[MRG] Gaussian process for arbitrary-dimensional output spaces #1611

Closed
wants to merge 26 commits into
from

Projects

None yet

6 participants

@JohnFNovak

I have fixed the Gaussian Process submodule so that Gaussian Processes can be trained on data which is vector like in y. Now when training a GP each point in both X and Y can be of arbitrary dimension. Previously, the values of Y were required to be scalars, which is a requirement which is not necessary for GPs.

The changes are fully backwards compatible, and the old tests work fine. I have not written new tests to test the new functionality, but I can if it is necessary.

@GaelVaroquaux
Member

That's a useful contribution! Thanks.

New tests are indeed useful. If multi-output tests were not around for the other models that support multi-output, I would have broken this support more than once when making changes.
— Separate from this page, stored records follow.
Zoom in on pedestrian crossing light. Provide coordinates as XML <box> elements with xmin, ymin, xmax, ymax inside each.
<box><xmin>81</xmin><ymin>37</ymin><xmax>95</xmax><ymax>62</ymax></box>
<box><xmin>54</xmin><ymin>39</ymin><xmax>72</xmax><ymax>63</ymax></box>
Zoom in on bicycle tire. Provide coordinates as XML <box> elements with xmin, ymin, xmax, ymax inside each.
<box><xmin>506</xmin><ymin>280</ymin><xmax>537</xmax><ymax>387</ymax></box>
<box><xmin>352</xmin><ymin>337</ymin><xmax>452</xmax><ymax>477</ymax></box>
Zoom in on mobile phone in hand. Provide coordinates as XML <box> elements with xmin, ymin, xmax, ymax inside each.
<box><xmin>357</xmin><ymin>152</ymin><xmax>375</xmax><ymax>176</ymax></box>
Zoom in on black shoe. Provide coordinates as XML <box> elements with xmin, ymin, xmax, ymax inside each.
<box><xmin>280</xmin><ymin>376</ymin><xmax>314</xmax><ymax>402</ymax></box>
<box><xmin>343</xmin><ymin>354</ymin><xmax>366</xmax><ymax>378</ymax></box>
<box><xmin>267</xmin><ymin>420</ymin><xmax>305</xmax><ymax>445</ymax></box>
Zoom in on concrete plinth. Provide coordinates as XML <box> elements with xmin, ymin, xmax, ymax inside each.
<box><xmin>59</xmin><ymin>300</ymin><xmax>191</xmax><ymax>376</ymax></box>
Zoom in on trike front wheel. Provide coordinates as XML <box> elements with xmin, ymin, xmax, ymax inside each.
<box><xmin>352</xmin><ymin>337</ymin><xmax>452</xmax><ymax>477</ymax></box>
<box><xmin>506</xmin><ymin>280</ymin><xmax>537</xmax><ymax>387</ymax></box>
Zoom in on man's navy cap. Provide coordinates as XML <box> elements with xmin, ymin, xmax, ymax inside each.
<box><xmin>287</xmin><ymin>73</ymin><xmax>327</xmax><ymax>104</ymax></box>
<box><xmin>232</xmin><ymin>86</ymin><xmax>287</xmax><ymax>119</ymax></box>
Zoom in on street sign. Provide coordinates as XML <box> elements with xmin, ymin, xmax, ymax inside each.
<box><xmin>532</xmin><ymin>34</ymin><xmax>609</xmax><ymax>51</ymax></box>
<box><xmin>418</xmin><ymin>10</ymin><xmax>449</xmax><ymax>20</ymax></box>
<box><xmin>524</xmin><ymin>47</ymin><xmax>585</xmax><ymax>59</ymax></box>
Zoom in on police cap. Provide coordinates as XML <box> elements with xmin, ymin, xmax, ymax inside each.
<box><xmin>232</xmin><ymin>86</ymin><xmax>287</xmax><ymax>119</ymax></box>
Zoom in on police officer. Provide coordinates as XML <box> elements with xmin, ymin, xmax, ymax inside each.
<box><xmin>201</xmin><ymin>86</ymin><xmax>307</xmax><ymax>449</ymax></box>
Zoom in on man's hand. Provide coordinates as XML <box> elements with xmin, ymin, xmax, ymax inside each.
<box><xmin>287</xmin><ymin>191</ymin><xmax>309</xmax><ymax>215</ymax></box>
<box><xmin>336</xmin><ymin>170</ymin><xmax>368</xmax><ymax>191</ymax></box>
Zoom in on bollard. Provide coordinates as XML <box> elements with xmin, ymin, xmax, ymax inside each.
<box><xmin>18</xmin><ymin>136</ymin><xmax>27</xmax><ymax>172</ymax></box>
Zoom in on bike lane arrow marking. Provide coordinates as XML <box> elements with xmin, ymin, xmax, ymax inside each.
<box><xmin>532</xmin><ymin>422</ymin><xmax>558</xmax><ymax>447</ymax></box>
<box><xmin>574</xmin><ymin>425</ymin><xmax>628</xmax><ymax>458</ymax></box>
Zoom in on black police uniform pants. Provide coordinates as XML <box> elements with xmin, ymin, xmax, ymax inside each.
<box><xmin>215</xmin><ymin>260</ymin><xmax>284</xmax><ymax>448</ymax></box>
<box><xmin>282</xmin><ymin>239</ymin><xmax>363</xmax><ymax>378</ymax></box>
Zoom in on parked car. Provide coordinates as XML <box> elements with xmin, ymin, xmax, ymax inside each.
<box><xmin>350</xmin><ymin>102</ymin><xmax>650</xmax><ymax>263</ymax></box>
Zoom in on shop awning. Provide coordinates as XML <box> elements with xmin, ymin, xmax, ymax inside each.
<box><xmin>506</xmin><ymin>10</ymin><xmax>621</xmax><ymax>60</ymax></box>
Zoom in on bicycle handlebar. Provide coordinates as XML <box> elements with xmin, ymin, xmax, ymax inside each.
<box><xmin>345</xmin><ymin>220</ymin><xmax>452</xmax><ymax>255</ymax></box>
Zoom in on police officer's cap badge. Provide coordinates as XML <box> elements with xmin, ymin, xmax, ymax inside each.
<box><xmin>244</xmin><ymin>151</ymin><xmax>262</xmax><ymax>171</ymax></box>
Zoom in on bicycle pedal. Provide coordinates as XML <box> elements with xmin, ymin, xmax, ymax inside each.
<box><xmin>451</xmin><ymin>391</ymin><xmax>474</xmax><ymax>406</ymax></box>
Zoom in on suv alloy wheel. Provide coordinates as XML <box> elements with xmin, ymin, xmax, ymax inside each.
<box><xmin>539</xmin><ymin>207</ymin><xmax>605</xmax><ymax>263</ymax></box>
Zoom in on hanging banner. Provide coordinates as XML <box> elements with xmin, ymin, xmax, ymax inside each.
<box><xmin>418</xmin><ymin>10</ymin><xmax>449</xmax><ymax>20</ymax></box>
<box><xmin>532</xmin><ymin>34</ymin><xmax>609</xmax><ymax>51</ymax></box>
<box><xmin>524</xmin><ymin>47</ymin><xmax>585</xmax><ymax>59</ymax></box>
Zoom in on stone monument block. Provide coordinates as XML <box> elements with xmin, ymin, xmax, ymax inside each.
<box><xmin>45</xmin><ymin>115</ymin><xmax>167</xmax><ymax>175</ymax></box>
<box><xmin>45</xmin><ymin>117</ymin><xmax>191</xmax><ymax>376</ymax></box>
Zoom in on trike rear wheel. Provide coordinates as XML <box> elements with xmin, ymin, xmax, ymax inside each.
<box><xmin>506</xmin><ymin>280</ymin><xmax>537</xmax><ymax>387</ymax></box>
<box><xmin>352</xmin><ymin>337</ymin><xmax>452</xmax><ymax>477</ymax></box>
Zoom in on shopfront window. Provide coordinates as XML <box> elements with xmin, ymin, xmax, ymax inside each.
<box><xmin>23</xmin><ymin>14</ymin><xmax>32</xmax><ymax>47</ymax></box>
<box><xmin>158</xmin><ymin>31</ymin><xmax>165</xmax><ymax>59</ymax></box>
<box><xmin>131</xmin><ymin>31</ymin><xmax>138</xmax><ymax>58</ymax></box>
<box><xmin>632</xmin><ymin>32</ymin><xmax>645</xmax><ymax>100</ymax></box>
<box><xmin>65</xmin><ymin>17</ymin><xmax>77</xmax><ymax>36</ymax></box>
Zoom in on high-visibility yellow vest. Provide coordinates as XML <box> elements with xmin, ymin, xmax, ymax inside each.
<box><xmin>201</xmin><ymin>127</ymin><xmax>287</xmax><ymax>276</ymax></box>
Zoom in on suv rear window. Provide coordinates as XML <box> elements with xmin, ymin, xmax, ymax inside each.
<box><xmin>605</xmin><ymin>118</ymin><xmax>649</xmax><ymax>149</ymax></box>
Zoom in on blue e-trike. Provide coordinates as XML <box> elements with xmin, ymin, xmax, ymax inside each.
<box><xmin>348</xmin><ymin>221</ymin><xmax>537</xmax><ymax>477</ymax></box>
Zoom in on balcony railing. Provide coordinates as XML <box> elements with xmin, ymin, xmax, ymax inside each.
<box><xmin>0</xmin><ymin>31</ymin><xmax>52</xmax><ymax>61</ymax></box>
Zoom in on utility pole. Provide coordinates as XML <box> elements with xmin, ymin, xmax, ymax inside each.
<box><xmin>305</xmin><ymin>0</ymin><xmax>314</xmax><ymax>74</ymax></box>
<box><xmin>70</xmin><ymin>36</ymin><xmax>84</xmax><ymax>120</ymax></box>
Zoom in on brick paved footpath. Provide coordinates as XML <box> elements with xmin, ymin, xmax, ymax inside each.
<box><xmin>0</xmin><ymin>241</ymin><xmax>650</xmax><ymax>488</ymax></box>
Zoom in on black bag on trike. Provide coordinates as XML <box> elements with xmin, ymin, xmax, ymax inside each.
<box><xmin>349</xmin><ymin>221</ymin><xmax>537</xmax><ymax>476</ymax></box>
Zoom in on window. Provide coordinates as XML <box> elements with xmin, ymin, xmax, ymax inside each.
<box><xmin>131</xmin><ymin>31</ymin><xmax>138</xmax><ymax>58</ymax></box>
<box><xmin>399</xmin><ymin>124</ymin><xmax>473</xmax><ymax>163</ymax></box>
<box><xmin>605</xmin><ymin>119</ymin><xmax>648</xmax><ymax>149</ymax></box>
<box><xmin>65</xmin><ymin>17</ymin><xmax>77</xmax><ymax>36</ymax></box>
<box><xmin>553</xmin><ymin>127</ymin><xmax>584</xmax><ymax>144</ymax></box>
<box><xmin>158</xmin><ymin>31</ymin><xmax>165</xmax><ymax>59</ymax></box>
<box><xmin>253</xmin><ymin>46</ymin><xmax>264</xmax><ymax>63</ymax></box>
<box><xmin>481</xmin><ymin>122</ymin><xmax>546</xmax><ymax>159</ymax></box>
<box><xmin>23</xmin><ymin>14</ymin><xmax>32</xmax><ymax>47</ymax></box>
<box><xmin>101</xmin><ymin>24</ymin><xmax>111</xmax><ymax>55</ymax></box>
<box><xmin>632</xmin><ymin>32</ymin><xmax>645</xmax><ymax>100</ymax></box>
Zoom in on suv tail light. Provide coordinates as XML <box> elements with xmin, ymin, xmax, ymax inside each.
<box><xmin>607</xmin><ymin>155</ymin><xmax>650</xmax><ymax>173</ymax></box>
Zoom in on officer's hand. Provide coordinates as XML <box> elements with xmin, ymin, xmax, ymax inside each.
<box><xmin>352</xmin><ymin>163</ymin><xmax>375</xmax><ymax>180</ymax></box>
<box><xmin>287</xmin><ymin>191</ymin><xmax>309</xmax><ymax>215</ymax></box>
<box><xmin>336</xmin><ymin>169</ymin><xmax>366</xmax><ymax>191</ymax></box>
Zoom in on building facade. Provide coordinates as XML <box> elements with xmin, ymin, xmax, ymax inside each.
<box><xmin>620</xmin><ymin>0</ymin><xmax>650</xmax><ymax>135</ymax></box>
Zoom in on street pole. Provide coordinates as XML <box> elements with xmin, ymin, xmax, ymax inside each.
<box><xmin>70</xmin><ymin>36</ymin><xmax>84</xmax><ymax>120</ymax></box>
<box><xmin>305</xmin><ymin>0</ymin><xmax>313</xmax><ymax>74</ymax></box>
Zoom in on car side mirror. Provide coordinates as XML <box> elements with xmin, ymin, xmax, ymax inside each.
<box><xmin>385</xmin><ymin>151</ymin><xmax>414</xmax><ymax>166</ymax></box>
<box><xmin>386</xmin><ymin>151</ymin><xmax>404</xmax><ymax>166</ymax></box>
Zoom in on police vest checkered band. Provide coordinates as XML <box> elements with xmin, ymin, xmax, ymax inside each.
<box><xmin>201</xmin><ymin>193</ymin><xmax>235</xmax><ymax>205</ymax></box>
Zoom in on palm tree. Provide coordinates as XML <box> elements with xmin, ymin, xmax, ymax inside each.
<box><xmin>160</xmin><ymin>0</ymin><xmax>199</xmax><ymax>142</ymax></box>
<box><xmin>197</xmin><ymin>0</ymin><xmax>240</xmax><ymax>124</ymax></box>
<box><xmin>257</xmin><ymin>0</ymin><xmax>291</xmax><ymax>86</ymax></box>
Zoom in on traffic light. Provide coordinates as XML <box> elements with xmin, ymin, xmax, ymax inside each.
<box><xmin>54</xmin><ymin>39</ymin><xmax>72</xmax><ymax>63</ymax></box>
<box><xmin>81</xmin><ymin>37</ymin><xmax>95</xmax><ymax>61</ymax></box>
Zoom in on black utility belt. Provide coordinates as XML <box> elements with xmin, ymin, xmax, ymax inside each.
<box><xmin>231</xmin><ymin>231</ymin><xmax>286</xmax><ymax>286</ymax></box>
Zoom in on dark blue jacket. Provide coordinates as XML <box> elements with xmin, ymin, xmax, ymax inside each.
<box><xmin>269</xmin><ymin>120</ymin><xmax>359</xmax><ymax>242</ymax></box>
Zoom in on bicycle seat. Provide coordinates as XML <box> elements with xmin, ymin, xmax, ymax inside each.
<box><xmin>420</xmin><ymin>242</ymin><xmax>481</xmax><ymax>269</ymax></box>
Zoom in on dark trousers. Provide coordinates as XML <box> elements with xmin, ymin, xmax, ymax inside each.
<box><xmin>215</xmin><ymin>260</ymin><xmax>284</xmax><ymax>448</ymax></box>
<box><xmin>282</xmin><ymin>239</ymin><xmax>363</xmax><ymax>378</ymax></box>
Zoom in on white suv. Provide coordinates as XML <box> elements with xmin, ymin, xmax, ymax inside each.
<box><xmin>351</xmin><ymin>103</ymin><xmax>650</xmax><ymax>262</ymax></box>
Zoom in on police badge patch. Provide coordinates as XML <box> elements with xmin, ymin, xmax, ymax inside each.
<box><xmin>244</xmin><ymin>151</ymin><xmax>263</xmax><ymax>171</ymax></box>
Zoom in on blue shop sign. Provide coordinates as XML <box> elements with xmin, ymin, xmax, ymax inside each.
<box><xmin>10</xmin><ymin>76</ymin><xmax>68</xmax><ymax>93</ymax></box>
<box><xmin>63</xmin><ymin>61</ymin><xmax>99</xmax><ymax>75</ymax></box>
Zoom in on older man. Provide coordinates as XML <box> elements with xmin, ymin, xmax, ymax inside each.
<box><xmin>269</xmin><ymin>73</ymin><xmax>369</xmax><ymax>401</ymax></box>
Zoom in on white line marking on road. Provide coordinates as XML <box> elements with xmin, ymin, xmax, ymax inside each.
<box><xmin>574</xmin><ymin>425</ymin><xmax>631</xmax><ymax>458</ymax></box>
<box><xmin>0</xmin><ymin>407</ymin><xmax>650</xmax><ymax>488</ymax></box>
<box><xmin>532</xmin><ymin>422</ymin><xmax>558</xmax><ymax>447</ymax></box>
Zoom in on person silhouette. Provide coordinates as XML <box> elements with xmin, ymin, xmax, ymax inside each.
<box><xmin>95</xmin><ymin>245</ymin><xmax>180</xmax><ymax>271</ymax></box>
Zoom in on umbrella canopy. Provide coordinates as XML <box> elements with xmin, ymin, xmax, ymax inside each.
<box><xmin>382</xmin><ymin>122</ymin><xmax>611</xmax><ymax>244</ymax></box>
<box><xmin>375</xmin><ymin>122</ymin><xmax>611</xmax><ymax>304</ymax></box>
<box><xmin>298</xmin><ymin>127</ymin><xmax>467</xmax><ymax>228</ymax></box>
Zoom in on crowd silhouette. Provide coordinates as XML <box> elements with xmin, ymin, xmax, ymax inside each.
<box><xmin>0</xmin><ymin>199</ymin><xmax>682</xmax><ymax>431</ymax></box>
@GaelVaroquaux GaelVaroquaux commented on an outdated diff Jan 23, 2013
sklearn/gaussian_process/gaussian_process.py
@@ -271,11 +271,14 @@ def fit(self, X, y):
# Force data to 2D numpy.array
X = array2d(X)
- y = np.asarray(y).ravel()[:, np.newaxis]
+ y = array2d(y)
+
+ if y.shape[1] == X.shape[0] and y.shape[0] == 1:
@GaelVaroquaux
GaelVaroquaux Jan 23, 2013 Member

That test seems a bit too general. I think that you are only trying to capture the situation when the original 'y' vector was 1D. You can do that by storing the number of dimension of 'y' before the call to array2d

@GaelVaroquaux GaelVaroquaux commented on an outdated diff Jan 23, 2013
sklearn/gaussian_process/gaussian_process.py
@@ -449,7 +456,10 @@ def predict(self, X, eval_MSE=False, batch_size=None):
y_ = np.dot(f, self.beta) + np.dot(r, self.gamma)
# Predictor
- y = (self.y_mean + self.y_std * y_).ravel()
+ y = (self.y_mean + self.y_std * y_).reshape(n_eval, self.y.shape[1])
+
+ if self.y.shape[1] == 1:
@GaelVaroquaux
GaelVaroquaux Jan 23, 2013 Member

Same remark about the test being a bit general. I think that self.y should be stored with the initial shape that y had in the call to fit, and array2d applied to it in the predict. That's the road of least surprise for the user who does not know about multi-output situations.

@GaelVaroquaux GaelVaroquaux commented on an outdated diff Jan 23, 2013
sklearn/gaussian_process/gaussian_process.py
# Mean Squared Error might be slightly negative depending on
# machine precision: force to zero!
MSE[MSE < 0.] = 0.
+ if MSE.shape[1] == 1:
@GaelVaroquaux
GaelVaroquaux Jan 23, 2013 Member

I still don't like testing for .shape[1] :)

@JohnFNovak

I fixed the tests. The original shape of y is now stored and all the checks are to whether or not the length of the shape is 1 or not. If the original y is 1-d, it will have a shape = (n_samples,) and len(shape) = 1.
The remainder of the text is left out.